Adapting to life back in the UK- Reverse culture shock.

I recently read a quote somewhere saying ‘the hardest thing about living abroad is returning home’. There have never been words more true.

I may have been back ‘home’ for over 7 weeks now, but adapting to life back in the UK is not easy. After researching, I found out that what I am experiencing is not just me being silly, it’s something that is real, something that others experience too. Reverse culture shock.

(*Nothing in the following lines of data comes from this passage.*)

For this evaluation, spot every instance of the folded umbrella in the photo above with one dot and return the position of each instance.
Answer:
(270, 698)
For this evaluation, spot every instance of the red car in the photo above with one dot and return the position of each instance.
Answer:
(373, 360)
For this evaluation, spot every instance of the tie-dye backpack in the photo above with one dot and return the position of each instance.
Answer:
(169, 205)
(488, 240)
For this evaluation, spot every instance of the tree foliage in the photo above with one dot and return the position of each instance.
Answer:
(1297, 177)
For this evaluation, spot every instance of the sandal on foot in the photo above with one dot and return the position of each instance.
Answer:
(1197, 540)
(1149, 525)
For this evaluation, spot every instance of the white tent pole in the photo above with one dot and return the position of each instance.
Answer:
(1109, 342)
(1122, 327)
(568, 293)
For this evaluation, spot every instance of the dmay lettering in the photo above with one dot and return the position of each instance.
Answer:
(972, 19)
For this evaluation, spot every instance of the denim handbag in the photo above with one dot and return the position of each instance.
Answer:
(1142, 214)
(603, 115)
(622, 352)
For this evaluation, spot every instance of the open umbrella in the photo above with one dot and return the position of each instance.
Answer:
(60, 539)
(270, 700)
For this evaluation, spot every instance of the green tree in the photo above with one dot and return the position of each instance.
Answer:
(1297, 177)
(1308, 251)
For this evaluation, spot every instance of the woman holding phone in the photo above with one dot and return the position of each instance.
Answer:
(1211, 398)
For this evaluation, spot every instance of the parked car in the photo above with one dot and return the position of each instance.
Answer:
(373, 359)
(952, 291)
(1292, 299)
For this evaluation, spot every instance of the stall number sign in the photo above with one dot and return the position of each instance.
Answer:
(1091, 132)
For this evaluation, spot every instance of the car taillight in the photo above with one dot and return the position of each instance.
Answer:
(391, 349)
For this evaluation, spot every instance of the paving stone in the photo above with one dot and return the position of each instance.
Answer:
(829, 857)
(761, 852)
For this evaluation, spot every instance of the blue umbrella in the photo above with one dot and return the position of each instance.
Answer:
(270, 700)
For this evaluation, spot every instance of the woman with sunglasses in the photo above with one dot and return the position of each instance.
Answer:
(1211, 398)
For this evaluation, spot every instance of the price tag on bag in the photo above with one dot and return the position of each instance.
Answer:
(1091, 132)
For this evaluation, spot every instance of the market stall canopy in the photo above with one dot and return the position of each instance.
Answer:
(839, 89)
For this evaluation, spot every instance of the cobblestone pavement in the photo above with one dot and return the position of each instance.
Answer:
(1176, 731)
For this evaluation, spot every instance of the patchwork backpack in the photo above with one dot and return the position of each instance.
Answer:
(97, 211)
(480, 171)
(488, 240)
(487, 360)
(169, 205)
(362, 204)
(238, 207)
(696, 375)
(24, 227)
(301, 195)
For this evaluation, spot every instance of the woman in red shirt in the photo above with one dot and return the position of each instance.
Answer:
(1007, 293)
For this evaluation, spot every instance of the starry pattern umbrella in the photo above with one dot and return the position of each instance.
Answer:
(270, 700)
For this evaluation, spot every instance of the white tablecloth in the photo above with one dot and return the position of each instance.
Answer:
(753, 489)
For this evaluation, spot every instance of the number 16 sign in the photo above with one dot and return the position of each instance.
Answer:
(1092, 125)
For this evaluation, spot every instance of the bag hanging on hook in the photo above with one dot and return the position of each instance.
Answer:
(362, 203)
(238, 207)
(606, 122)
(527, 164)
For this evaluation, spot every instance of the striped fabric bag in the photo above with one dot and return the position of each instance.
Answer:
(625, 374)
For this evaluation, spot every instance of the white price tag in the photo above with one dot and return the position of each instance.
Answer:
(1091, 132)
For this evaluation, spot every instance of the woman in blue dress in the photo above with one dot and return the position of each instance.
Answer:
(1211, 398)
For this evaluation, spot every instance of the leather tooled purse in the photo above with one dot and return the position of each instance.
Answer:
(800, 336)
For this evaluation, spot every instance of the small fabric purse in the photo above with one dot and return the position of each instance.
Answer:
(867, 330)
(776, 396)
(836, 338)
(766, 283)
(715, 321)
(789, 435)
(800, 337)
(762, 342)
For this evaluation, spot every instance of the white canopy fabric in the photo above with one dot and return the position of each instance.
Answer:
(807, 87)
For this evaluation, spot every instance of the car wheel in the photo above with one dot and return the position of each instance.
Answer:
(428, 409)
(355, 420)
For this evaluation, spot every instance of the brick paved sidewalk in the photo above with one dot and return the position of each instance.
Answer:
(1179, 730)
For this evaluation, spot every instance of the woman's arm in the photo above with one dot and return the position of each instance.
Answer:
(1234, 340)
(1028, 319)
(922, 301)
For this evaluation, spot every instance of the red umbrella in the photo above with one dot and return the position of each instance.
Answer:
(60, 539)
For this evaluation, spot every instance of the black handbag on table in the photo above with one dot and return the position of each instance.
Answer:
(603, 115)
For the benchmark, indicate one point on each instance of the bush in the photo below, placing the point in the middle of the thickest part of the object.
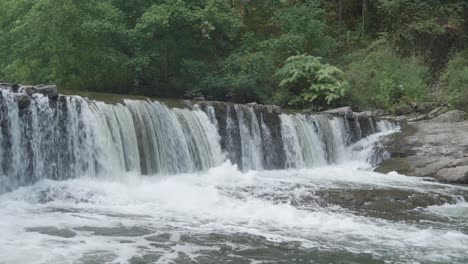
(380, 79)
(307, 81)
(455, 81)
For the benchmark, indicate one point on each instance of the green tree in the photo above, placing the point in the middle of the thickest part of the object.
(310, 82)
(455, 81)
(380, 79)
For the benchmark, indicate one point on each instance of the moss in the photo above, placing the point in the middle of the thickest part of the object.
(399, 165)
(112, 98)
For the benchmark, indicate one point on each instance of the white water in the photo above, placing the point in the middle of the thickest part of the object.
(199, 208)
(223, 201)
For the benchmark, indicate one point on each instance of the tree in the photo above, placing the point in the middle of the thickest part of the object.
(311, 82)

We’ve all heard of culture shock, I sure experienced that too when I first moved to Turkey. Moving thousands of miles away and being thrown in at the deep end, oceans away from all my family and friends and the life I had known for 19 years. No more ready meals, no wearing shoes inside, the fact it’s not uncommon to meet someone in the bus stop, instantly learn where he’s from, how old he is, and be invited to some random family occassion they’re holding soon. Adapting to ‘Turkish time’ and accepting that nothing will ever be done quickly. Learning to sleep through the call to prayer at 5am. The infamous Turkish toilets, and not being able to put paper down the normal toilets. Haggling in every shop you come across. Not being able to walk down the street without being called over by everyone you might have met once upon a time. Not hearing any English conversations… none of these are bad things, just very different. I adapted quickly and ended up living  99% like a local minus the village baggy flowery trousers. 

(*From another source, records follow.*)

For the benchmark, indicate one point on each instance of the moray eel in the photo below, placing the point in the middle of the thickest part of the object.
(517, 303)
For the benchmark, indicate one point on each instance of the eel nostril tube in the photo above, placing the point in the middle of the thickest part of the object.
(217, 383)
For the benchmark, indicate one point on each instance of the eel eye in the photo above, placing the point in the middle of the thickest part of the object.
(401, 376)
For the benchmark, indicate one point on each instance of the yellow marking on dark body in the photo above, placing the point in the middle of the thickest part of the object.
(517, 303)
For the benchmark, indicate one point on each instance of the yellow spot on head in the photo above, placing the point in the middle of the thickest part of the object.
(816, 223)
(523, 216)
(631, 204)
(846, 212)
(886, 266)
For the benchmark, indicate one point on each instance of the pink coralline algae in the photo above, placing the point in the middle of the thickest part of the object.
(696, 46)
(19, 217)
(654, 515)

Culture shock, you expect. But reverse culture shock is different. On return to your ‘home country’ you don’t expect to feel like a foreigner, which is exactly how I still feel. The two and a half years I lived in Turkey I lost my connections to ‘home’, I felt less and less like an English girl, whilst obviously not being Turkish either. It’s a strange feeling, one that I can’t explain. It hits me at the most random times, sat on a bus and hearing English conversations all around, seeing English sign posts, seeing all the food in the English supermarket, it’s all quite overwhelming.

I suppose one of the main things which is difficult to adapt to is the fact that the lives of the people I love and care about at ‘home’ have moved on. Family and friends have new lives, some have attended and graduated university, others are married and have children, my mum has found a boyfriend and is engaged and my little sister who was a 3 week old baby when I left, is now over two and a half years old. Whilst I was not naive enough to expect everything to remain the same, it’s still hard to cope with things being so different to when I left them. Everyone else has moved on, and I’m back starting from the beginning, having to find a new job, adapting to life back with my family, and trying to find time to see friends who are all busy with their own lives. I don’t feel as close to my friends or family anymore, I left my own ‘family’ back in Turkey. I do feel like a foreigner in my own ‘home’. 

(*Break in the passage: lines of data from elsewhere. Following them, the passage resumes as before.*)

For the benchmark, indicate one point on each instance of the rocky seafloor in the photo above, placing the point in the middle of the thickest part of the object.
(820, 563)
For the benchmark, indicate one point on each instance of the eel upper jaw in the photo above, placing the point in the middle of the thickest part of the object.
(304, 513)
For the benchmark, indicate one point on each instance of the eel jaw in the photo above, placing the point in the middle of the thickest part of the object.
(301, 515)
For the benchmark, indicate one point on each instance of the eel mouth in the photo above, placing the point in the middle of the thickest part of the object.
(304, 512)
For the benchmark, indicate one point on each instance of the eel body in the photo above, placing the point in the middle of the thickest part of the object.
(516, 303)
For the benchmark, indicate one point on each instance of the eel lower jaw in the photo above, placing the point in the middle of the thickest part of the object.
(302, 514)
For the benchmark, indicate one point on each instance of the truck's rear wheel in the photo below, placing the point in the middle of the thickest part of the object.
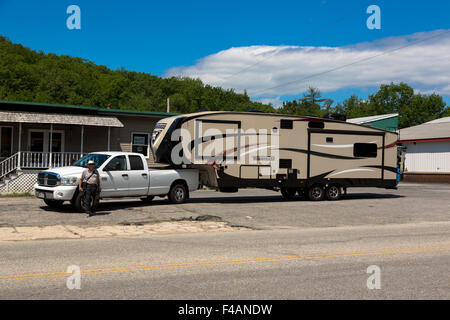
(54, 203)
(288, 193)
(178, 194)
(333, 192)
(316, 192)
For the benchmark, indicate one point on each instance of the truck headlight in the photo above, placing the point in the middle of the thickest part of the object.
(69, 181)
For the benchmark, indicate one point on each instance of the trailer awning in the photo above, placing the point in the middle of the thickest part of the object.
(52, 118)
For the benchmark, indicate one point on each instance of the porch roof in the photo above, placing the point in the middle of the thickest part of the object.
(49, 118)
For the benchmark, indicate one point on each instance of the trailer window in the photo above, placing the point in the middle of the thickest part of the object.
(286, 124)
(365, 150)
(136, 163)
(285, 163)
(316, 124)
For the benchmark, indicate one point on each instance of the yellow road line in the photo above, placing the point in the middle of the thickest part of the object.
(224, 262)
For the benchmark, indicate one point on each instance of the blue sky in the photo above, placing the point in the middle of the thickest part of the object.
(164, 38)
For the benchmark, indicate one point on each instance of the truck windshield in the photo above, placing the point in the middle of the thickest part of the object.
(99, 159)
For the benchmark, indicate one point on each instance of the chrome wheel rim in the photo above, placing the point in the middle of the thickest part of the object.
(333, 192)
(179, 194)
(316, 192)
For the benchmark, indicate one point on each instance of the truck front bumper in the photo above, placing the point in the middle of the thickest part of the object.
(63, 193)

Living back with my family is hard, after living alone with Berkay for two years. I miss the peace. Quiet evenings without a moody teenager and excitable toddler running around. Selfishly, I miss not having to worry about anyone else and just doing my own thing, washing up when I want, eating when I want, having control of the tv 😉  I feel less independent. I love my family but it’s still such an odd feeling being back, I feel like I’m intruding, this is their home, and not mine.

Another thing hard to adjust and adapt to is the whole ‘want it-get it’ attitude that is common here (I’m not saying every English person lives this way, please no nasty comments!) If someone wants something, they go out and buy it. Food, clothes, a phone.. whatever. While in Turkey I lived on the bare necessities, I had no luxuries. My dad has been bugging me for weeks to go out and buy a coat, or a pair of tights without a hole in the toe. He took out a new phone contract for me last week, despite me telling him I was happy with my ancient LG phone with a black and white screen and no internet capability that belongs in the stone ages. To me, that’s not the normal thing to do, If I were back in Turkey I’d just deal with it and carry on, make do and focus on the more important things like paying bills. I find that people’s priorities here are so backwards.  I am starting to fall into that trap now too, especially where food is concerned!

I’m much more judgmental of the UK now I have lived somewhere else, perhaps wrongly, perhaps not. I have seen a different side of life that some have not, people assume I lived like a tourist, had what I wanted when I wanted it and had a life of luxury and a two year holiday. That’s so wrong.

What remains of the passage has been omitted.